Partnering with 11 other universities and K-12 school districts including Poudre School District and the University of Northern Colorado and Long-Term Ecological Research sites across the country, CSU will lead a 5-year collaborative effort to incorporate new environmental science research into current curricula to increase students’ environmental awareness.
Officials said there is a recently elevated need for an environmentally aware public as politicians ask the public to make decisions about issues related to carbon emissions, the ozone, global warming and water.
“There’s a need that we are elevating,” said John Moore, director of CSU’s Natural Resource Ecology laboratory, the lead research institution on the grant.
“There are many complex issues, climate change to more of that sort, which the public are being asked to make decisions on. the best way to have the public make these choices is education, raising awareness of the issues and educating them on these issues.”
Over the years, Moore said that research has found that students are not adequately learning science, technology, engineering and mathematical concepts and educators recognized a need for an improved progressive learning curricula emphasizing current field research results.
He said the idea is to connect the new research being done in the fields of science and math with what students are learning in the classroom.
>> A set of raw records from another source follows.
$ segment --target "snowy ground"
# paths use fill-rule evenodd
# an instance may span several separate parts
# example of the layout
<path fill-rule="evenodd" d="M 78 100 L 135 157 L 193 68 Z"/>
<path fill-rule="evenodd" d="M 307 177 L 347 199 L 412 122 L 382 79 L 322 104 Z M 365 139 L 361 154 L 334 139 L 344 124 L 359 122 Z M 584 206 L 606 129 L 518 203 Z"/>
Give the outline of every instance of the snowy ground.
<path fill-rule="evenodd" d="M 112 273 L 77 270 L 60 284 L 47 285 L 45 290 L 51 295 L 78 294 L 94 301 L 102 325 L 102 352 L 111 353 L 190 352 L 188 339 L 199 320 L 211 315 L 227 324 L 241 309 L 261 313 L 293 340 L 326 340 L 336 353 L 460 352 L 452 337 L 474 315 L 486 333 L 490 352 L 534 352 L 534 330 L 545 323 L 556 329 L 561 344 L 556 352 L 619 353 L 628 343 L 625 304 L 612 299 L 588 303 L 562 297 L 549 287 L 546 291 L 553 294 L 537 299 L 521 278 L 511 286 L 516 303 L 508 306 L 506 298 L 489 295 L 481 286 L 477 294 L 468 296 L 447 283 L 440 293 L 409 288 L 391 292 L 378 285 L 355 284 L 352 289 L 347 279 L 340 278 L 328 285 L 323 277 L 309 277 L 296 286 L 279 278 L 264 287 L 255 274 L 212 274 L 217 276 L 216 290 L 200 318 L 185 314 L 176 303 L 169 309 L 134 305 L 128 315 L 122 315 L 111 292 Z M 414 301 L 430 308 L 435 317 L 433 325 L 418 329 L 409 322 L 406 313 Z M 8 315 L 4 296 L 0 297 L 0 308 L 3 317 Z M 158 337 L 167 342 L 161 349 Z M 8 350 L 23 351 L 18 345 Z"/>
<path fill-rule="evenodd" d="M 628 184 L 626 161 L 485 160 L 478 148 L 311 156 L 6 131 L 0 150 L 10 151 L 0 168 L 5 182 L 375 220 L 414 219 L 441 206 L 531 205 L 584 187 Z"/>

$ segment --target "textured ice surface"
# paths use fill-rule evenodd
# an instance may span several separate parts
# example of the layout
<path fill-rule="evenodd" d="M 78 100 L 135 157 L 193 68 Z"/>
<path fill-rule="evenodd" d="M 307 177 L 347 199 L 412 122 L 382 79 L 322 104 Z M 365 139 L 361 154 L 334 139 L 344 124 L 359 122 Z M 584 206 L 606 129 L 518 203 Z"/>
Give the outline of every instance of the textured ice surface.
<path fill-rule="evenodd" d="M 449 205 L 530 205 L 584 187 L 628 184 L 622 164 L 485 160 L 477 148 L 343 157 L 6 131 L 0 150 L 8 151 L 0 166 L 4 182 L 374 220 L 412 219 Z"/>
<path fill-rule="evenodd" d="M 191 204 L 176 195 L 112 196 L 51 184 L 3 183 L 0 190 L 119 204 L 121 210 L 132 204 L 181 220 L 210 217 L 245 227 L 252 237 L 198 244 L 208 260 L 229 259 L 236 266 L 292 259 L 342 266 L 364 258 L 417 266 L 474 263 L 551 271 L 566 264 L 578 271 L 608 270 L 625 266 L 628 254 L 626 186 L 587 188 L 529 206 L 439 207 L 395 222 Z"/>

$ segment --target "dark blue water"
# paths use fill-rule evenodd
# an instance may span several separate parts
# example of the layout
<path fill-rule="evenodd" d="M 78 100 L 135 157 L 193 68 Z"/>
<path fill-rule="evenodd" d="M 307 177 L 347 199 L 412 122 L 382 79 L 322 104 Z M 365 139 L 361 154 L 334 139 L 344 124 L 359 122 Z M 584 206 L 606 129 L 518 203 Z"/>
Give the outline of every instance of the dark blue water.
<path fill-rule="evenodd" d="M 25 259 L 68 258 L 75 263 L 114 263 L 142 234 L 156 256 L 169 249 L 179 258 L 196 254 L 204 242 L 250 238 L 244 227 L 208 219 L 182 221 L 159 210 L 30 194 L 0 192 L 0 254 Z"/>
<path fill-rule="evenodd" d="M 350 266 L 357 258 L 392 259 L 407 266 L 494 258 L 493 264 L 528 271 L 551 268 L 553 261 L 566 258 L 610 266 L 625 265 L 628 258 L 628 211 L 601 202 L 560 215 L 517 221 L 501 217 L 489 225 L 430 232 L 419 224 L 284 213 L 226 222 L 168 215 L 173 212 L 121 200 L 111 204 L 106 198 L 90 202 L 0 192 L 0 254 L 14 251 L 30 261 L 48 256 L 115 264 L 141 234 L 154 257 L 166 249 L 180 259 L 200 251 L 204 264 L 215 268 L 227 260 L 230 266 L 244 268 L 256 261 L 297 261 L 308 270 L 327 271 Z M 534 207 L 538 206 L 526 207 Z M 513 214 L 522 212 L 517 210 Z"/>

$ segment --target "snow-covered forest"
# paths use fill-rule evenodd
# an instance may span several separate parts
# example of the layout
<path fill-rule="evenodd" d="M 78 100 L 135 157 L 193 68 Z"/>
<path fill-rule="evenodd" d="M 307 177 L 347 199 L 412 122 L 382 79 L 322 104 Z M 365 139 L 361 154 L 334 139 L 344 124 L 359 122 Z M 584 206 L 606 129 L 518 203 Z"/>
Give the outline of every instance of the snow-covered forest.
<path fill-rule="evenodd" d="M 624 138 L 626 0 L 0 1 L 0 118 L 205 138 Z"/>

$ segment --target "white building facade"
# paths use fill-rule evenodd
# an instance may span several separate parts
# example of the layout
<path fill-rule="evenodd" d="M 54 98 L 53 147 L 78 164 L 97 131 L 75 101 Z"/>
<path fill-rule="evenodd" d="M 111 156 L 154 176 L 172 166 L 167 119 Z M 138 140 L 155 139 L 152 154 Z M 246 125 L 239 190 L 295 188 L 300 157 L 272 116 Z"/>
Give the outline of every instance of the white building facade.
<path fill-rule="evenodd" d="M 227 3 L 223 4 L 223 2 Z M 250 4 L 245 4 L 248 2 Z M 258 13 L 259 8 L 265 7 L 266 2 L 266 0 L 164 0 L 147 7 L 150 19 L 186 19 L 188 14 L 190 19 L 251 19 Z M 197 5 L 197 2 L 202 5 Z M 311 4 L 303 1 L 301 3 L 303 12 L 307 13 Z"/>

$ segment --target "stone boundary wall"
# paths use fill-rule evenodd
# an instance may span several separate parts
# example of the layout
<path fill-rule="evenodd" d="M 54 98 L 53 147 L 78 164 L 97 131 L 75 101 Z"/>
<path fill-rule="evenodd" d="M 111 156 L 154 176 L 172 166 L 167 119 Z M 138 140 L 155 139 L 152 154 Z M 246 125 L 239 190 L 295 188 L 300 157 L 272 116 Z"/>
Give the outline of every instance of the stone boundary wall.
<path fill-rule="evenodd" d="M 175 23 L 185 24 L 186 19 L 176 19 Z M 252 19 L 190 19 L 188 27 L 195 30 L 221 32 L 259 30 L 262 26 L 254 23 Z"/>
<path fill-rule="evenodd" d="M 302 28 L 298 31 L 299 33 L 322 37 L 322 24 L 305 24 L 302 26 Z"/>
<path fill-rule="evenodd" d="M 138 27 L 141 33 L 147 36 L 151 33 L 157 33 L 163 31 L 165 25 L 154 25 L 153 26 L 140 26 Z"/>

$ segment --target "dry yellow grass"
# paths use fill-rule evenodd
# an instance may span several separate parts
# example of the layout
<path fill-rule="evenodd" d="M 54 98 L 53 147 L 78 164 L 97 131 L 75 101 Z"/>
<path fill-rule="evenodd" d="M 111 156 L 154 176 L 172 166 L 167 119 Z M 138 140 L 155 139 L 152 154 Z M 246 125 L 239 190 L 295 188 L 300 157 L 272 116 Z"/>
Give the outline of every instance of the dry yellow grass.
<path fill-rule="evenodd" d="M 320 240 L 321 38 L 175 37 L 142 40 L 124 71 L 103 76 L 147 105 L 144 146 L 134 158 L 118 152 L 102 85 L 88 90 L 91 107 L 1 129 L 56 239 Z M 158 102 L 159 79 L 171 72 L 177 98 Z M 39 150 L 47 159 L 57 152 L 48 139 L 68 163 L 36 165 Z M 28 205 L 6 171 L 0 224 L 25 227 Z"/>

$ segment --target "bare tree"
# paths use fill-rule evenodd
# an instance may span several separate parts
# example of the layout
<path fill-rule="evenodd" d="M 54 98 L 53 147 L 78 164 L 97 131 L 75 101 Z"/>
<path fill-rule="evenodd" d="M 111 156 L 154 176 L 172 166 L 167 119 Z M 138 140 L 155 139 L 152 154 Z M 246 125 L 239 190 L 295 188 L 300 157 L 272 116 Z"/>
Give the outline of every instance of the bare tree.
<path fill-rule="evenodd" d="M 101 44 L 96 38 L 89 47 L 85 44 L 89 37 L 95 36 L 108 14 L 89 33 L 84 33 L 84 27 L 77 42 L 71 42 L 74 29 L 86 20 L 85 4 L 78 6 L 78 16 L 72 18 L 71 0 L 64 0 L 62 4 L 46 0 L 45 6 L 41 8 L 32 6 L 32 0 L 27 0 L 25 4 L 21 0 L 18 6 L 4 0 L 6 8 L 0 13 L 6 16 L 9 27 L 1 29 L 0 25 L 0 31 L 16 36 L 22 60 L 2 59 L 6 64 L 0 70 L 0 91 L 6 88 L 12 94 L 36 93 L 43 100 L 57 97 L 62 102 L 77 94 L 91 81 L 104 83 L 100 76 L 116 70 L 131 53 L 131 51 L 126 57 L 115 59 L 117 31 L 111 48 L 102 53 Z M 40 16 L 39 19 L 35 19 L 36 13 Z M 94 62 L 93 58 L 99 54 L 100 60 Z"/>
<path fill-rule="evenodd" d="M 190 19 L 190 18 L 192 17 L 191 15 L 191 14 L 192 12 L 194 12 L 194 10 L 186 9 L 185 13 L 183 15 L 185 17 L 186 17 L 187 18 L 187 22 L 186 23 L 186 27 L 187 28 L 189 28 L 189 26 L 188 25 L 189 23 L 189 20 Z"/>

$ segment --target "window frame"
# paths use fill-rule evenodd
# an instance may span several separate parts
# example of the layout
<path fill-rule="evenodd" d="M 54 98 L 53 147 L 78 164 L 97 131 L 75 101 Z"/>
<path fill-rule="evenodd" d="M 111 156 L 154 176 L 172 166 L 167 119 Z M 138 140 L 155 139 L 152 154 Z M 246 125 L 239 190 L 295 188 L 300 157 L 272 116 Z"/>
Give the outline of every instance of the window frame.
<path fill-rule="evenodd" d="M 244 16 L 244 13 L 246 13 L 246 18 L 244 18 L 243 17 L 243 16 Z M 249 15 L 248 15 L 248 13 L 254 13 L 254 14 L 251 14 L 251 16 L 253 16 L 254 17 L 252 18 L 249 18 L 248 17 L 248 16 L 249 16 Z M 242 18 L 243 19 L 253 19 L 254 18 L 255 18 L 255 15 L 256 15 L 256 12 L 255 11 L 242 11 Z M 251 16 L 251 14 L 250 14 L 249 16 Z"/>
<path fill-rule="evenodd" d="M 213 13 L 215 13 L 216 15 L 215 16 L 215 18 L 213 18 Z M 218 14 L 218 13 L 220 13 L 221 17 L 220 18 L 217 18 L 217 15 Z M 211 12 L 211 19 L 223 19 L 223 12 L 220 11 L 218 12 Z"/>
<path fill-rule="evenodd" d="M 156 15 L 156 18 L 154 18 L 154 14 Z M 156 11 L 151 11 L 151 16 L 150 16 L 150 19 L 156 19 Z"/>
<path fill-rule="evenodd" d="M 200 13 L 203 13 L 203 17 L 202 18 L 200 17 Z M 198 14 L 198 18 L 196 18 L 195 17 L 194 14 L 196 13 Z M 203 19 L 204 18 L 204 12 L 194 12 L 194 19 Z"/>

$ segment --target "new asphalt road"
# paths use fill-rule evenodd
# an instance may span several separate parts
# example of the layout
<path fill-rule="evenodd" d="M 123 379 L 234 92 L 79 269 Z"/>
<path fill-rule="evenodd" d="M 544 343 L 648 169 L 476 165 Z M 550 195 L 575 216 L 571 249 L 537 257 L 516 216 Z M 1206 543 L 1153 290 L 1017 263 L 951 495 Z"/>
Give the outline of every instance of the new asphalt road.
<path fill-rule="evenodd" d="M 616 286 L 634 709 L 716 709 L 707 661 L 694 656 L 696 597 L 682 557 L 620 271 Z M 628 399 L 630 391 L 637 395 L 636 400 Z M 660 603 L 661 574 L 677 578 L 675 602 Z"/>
This is to be done using what Moore described as a “longitudinal” curriculum that presents the material in a sequence and requires a certain level of mastery before progressing to the next level.
Moore said the curriculum centers on four core areas: biodiversity, the carbon cycle, the water cycle and environmental citizenship or people’s relationship to, understanding and stewardship of the land.
The new curriculum material about the carbon-cycle includes everything from the role of carbon compounds in the Earth to the flow of carbon through eco-systems and the importance of fossil fuels, which Moore said will help students become more educated and better able to vote on related issues in the future.
The grant project is based on an educational initiative started by the Long-Term Ecological Research network about 10 years ago.
For this project, four LTER sites, situated across the U.S. and each representing a different ecosystem, are committed to contributing ecological research findings to the more than 1,000 participating teachers and their connected educational institutions to develop the new curriculum.
Moore said that the money was allocated to fund a myriad of programs from field research to teacher development classes to help teachers incorporate the new findings into their current curriculums.
Participating teachers will have the opportunity to take time to research in the field, receive an advanced degree in math or science, or work on a master’s degree in their pertinent field at a teacher in-residence program established at CSU as part of the program.
Throughout the five years, CSU has planned to send graduate students in the fields of science, math, engineering and technology to the participating K-12 school districts to incorporate new methods of teaching and information into the preexisting curriculums and provide teachers with progressive resources.
And while officials said they believe the program is more efficient and better designed than the current scientific and mathematical curriculums, the new material will be implemented incrementally as the information is discovered and the schools adopt the new standards.
“This will be implemented by school districts as they please,” said Bill Hoyt, a participating professor of oceanography at University of Northern Colorado. “We can’t enforce this.”
“We are trying to take the important issues of humanity and trying to implement that into a curriculum,” Hoyt said, adding that he hopes to maintain a long-term relationship between the partnering scientists and school districts over time to develop the best teaching model.
Moore said the need for an improved scientific and mathematical curriculum is emphasized by the growing environmental issues Americans are faced with in the future.
“This curriculum builds on what’s been done in the past and came from this need for greater environmental literacy as a whole across the country,” Moore said.
“The issues across the country are going to require us to deal with things we’ve never seen before; proposals will require human reaction that we’ve never had to deal with before; carbon-trading systems, reducing carbon-emissions. It’s better to have people making people making decisions from a position of strength – we have to look at things from a global context, that’s the real driver of this.”